Saturday, September 21, 2013

Happy Endings?



                Obligatory "Sorry I haven't done a proper post in forever" explanation ahead. Long, boring story short: school and work are the greedy friends who monopolize my time and refuse to share me with anyone else. So don't blame me, blame them. Unsurprisingly, most of what I think about revolves around my classes. We just finished Oedipus Rex in AP Literature and as if I didn't have enough homework and lack of sleep to brighten my day, the play's resolution is heartbreaking. Another long story short: there is one less pair of eyes by the end of the play.
                This got me thinking; I've never read a Young Adult novel with a tragic ending. I didn't find the Hunger Games trilogy ending all that happy and The Fault in Our Stars wasn't full of kittens and rainbows, but did they give me the same rip-out-my-heart-so-I-can-just-die-already feeling that Oedipus Rex or the Great Gatsby did. If Young Adult novels are bitter at all, they are bitter sweet. So my question is, would a completely tragic ending in a book written for teenagers work?
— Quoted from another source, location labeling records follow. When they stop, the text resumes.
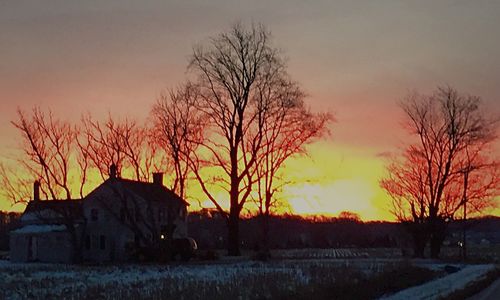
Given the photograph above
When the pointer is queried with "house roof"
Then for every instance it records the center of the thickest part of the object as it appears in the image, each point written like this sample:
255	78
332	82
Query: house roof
68	206
147	190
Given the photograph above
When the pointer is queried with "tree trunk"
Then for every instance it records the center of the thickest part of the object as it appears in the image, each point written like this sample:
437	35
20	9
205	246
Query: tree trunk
419	242
233	226
419	236
438	233
264	243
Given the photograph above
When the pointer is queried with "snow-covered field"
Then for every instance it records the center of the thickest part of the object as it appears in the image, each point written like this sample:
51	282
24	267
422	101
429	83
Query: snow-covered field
320	253
444	286
234	280
206	280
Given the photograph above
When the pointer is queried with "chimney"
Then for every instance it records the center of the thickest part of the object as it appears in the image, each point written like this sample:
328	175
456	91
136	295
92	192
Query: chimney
158	178
36	190
112	171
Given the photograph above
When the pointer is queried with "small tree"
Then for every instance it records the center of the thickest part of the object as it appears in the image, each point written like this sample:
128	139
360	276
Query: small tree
429	182
287	128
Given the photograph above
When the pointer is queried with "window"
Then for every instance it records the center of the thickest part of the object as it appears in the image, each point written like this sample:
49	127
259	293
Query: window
123	216
102	242
161	214
94	214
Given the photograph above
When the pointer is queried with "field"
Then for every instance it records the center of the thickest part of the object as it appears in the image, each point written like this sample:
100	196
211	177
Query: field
291	274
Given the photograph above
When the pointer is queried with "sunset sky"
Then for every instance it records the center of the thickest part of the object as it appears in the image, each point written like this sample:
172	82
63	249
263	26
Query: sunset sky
353	58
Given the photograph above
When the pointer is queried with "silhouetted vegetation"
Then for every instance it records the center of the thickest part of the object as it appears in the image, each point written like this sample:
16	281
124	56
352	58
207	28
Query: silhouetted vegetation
447	169
8	222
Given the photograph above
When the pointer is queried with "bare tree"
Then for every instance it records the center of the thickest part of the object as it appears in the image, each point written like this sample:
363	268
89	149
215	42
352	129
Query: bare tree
432	179
233	71
47	145
125	144
177	130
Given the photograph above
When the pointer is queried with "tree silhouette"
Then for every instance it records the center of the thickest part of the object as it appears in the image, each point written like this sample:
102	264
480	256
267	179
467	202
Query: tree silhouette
123	143
287	128
234	72
177	129
448	166
48	143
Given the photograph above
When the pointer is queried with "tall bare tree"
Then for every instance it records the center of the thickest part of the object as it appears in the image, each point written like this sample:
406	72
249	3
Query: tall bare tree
286	130
124	143
233	71
49	148
48	143
178	131
432	180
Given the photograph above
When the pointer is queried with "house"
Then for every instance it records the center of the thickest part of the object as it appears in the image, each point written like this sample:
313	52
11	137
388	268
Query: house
111	223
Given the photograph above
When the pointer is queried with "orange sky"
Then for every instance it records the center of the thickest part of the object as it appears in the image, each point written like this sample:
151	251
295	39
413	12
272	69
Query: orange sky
354	59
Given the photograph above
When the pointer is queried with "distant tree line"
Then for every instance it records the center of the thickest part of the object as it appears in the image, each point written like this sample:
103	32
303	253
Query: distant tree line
450	169
231	126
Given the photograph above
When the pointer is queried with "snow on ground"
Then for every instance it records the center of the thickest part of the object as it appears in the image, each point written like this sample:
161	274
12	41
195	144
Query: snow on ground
444	286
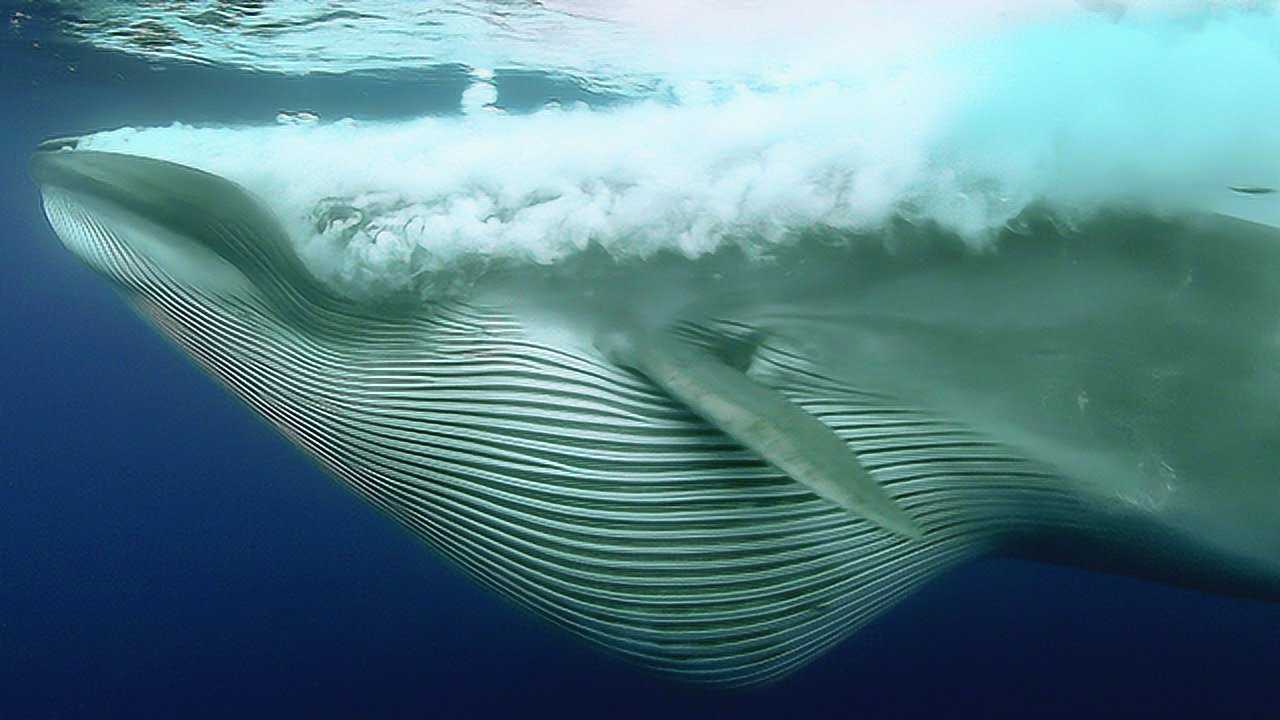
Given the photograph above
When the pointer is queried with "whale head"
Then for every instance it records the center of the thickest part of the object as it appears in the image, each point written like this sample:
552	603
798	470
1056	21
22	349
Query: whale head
731	484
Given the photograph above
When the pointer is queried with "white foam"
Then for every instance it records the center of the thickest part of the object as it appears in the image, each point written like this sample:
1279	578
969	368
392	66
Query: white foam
1069	106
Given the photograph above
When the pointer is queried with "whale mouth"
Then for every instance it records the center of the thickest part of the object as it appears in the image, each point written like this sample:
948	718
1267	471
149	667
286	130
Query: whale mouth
54	144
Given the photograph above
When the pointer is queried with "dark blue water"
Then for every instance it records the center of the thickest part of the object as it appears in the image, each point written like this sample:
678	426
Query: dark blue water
163	554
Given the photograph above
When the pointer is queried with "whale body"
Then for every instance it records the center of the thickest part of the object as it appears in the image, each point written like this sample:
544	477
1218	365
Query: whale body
722	466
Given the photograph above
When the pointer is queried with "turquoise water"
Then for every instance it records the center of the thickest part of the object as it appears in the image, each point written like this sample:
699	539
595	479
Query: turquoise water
167	554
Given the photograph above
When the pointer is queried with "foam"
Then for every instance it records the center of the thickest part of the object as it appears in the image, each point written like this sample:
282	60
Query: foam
1073	108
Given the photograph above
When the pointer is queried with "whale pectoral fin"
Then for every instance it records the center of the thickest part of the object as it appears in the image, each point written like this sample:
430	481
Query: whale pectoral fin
763	420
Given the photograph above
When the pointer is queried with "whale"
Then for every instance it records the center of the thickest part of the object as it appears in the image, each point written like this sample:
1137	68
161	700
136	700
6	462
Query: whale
721	466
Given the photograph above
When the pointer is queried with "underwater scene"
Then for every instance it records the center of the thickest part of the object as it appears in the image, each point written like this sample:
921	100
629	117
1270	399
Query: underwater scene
640	359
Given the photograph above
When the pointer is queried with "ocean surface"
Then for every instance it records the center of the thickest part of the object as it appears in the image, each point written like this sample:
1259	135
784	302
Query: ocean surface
165	554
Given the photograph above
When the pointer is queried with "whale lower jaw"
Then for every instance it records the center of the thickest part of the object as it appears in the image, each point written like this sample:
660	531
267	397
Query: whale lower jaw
584	493
630	501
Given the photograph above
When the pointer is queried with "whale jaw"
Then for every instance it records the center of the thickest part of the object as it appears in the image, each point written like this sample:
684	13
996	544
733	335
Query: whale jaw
594	488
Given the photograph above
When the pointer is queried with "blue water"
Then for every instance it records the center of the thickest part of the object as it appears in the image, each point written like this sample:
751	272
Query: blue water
163	554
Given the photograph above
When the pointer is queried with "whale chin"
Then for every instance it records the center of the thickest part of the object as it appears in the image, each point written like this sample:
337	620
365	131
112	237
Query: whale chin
723	488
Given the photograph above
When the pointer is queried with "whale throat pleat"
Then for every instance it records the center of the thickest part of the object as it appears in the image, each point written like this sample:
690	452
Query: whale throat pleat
579	491
626	510
763	420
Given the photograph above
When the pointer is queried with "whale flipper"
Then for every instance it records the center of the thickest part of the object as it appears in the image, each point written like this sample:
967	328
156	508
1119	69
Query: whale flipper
763	420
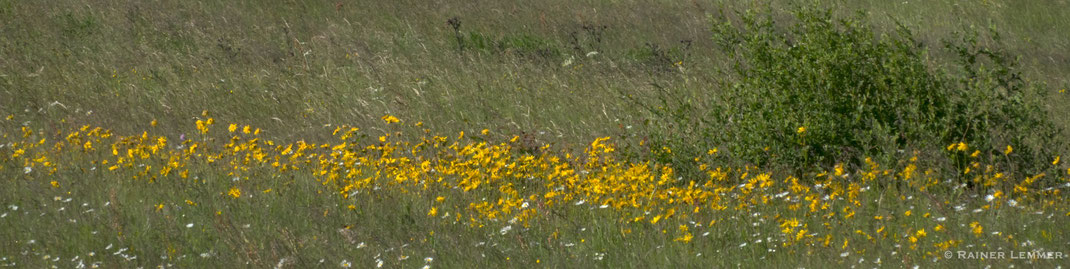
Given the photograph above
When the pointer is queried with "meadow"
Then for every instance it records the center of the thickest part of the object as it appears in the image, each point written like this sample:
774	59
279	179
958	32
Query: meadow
559	134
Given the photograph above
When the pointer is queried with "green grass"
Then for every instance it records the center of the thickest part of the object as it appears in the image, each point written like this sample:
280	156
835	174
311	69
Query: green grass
562	72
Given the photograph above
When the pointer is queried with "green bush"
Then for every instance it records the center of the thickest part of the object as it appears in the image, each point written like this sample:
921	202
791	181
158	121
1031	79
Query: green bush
813	90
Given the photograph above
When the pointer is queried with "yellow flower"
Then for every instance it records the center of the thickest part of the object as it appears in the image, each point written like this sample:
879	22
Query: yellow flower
976	227
391	119
234	192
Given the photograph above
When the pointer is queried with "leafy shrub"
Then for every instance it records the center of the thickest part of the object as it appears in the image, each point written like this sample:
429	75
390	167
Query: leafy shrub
814	90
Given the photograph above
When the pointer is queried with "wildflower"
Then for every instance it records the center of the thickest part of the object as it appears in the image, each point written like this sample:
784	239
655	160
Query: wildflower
234	192
976	228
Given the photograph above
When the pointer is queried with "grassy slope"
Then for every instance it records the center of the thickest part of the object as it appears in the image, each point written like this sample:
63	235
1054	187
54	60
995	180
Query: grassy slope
312	63
294	66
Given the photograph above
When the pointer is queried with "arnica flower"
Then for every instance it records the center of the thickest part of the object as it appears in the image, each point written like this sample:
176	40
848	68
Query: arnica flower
234	192
391	119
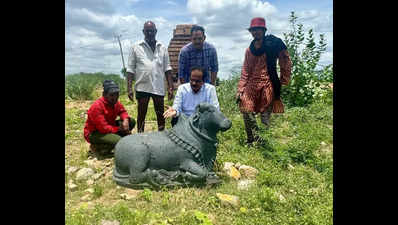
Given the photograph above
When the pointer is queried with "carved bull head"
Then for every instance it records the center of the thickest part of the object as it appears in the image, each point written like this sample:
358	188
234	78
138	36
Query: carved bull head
207	117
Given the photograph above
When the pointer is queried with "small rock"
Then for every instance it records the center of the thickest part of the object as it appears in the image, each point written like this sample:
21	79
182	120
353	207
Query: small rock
90	182
228	199
227	165
93	163
130	194
281	198
72	186
98	175
84	173
90	190
87	197
248	171
72	169
109	173
108	222
234	173
231	170
245	184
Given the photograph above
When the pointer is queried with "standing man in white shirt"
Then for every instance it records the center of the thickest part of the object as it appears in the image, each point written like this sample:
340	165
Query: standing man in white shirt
189	95
149	65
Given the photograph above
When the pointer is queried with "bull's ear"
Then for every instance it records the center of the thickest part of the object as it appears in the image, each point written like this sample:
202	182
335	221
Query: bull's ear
197	108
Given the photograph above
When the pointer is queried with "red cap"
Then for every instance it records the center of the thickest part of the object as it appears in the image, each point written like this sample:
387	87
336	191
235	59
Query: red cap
257	22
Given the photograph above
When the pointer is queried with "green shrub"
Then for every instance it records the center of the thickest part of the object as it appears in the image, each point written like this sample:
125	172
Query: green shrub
82	86
306	82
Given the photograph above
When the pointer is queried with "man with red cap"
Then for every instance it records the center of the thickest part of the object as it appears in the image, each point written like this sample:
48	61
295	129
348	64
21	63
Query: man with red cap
259	85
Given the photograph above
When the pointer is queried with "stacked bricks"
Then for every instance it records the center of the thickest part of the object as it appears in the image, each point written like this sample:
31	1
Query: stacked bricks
181	37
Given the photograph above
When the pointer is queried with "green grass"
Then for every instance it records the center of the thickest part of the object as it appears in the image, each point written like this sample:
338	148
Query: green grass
294	184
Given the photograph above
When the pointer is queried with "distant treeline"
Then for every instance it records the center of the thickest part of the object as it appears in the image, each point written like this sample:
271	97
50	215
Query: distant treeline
82	86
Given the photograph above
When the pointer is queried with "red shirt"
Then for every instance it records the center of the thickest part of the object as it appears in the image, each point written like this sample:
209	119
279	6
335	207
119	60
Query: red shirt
101	116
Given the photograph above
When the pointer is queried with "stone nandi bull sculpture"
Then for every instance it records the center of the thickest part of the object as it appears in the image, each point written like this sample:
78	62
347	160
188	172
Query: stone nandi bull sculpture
182	155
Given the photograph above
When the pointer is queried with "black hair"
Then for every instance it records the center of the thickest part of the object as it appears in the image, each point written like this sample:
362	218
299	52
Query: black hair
197	68
108	85
196	27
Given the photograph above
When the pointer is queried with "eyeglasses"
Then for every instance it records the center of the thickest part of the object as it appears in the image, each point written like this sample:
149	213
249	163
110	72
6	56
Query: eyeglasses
196	81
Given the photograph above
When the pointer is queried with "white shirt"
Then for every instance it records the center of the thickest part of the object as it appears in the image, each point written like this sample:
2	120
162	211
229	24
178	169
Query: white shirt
149	67
186	100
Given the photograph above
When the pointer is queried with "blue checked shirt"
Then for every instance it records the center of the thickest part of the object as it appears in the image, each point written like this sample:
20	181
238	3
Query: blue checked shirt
206	58
186	100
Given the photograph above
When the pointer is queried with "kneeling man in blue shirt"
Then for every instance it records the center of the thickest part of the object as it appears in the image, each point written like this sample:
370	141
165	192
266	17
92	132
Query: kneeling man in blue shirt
189	95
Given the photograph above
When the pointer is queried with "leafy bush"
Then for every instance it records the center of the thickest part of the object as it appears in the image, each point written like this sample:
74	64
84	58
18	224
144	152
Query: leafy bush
226	93
82	86
306	83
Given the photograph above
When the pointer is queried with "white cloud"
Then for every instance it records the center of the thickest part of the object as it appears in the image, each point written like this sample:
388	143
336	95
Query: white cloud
171	3
93	24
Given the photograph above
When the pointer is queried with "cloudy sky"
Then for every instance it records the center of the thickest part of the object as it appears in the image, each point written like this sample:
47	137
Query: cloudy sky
91	27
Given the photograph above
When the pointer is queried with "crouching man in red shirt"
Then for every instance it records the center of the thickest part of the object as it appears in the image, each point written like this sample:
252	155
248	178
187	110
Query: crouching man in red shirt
102	130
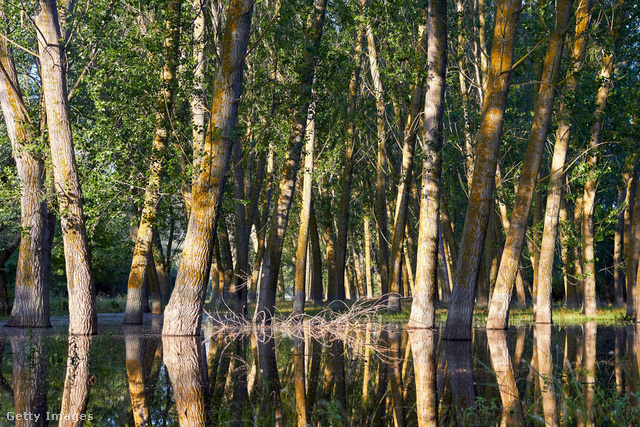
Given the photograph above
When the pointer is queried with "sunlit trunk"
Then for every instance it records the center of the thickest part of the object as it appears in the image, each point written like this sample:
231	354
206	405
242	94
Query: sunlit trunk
31	300
273	252
164	107
423	347
512	414
426	287
499	310
299	294
183	314
459	318
183	361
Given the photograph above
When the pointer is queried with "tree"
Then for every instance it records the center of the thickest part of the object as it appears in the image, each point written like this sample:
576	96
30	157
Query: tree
426	287
458	325
498	311
183	314
82	297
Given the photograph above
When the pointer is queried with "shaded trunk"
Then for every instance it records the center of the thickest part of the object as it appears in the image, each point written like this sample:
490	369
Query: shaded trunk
543	109
512	414
299	294
278	224
82	299
183	314
77	384
404	187
31	302
347	171
164	107
426	287
459	318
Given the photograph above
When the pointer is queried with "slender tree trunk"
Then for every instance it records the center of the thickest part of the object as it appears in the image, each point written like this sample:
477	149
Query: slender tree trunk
402	199
347	172
273	256
499	309
299	295
164	107
590	185
512	414
426	287
31	302
82	299
618	274
183	314
459	318
316	256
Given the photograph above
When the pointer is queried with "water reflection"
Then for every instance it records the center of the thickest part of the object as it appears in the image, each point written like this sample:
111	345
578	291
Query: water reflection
373	376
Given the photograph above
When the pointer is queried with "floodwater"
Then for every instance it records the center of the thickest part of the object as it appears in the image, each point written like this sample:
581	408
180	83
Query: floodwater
370	375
                A lot of YA deals in escapism, allowing teenagers to forget about the stress of the real world for a few chapters. The stories may have fear, pain, and danger, but they don't launch the reader into a world more hopeless than their own. That's not to make YA literature sound shallow. It deals with unbelievably hard topics, from eating disorders to death and suicide. Only the characters are meant to serve as inspiration, to show that these problems can be overcome. But would a book with no light at the end of the tunnel still be a good read? Would it sell? I don't know the answer, but if anyone has any examples of this, feel free to comment.